Try telling me that isn’t heaven. Out west, take a leisurely walk together along the Port Credit Breakwater Park trail, where the Credit River estuary opens into the lake. Adding to the fun in the late summer is watching the myriad boats of all sizes and shapes heading in and out during the tagged salmon hunt competition. Further up north off of Hwy 10, you and your sweetheart can spend a spiritual weekend on an off-road trek up into the Forks of the River Credit in Caledon. As people rediscover the joys of parks and waterways in Toronto, let us hope that this is part of a greater reconnection to nature in our concrete urban setting. Canadians are the world’s second biggest consumers of water, in per capita terms.

The question is, are we finding any pleasure in this?

Here’s to enjoining for the respectful use of our water resources. And while we are at it, never to forget that water is and should always be a universal civil right. Water is crucial to our existence; a glorious day spent passively by the waters will surely do any relationship a wonderful service and remind us of our interconnectivity.

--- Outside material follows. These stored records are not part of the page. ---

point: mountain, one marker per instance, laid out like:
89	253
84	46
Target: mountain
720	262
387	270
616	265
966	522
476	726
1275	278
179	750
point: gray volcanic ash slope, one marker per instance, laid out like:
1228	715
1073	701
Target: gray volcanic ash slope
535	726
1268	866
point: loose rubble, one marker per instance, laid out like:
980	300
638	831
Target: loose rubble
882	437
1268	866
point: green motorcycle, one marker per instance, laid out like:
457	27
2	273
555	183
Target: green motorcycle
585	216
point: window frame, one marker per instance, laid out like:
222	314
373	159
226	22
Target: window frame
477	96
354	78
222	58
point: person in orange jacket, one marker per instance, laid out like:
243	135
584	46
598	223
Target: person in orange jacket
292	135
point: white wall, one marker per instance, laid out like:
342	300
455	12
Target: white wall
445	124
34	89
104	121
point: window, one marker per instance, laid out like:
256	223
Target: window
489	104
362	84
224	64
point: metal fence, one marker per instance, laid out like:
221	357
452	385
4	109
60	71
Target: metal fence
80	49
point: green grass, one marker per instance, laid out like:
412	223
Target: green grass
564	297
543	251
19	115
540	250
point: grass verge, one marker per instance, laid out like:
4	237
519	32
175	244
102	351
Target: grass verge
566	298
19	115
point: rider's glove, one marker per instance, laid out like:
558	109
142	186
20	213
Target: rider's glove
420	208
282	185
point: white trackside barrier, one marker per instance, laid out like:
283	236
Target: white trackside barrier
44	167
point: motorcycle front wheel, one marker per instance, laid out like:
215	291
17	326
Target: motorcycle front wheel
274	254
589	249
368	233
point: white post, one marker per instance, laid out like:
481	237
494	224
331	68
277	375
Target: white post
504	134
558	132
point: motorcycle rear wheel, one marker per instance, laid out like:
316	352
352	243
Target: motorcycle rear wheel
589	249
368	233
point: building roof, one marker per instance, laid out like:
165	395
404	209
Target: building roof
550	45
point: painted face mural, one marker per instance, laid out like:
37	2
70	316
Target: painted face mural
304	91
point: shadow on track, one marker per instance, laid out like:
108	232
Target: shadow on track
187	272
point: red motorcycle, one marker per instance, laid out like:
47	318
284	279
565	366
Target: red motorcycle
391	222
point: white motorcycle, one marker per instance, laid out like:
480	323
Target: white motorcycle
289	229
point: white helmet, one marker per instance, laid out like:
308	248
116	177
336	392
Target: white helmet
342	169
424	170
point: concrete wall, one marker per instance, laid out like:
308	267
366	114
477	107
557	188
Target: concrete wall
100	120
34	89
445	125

Bola is a world citizen whose world view has been stamped by the fact that he was born in Africa, was educated in Europe, has lived and worked in many countries on different continents and immigrated to Canada some 33 years ago. He’s now retired, but has a keen interest in giving back to society. Writing and books in general have always been an area of consummate passion. Compassion, an eye for the not-so-overtly observed and adventure in general on the road less travelled could be considered his strong points.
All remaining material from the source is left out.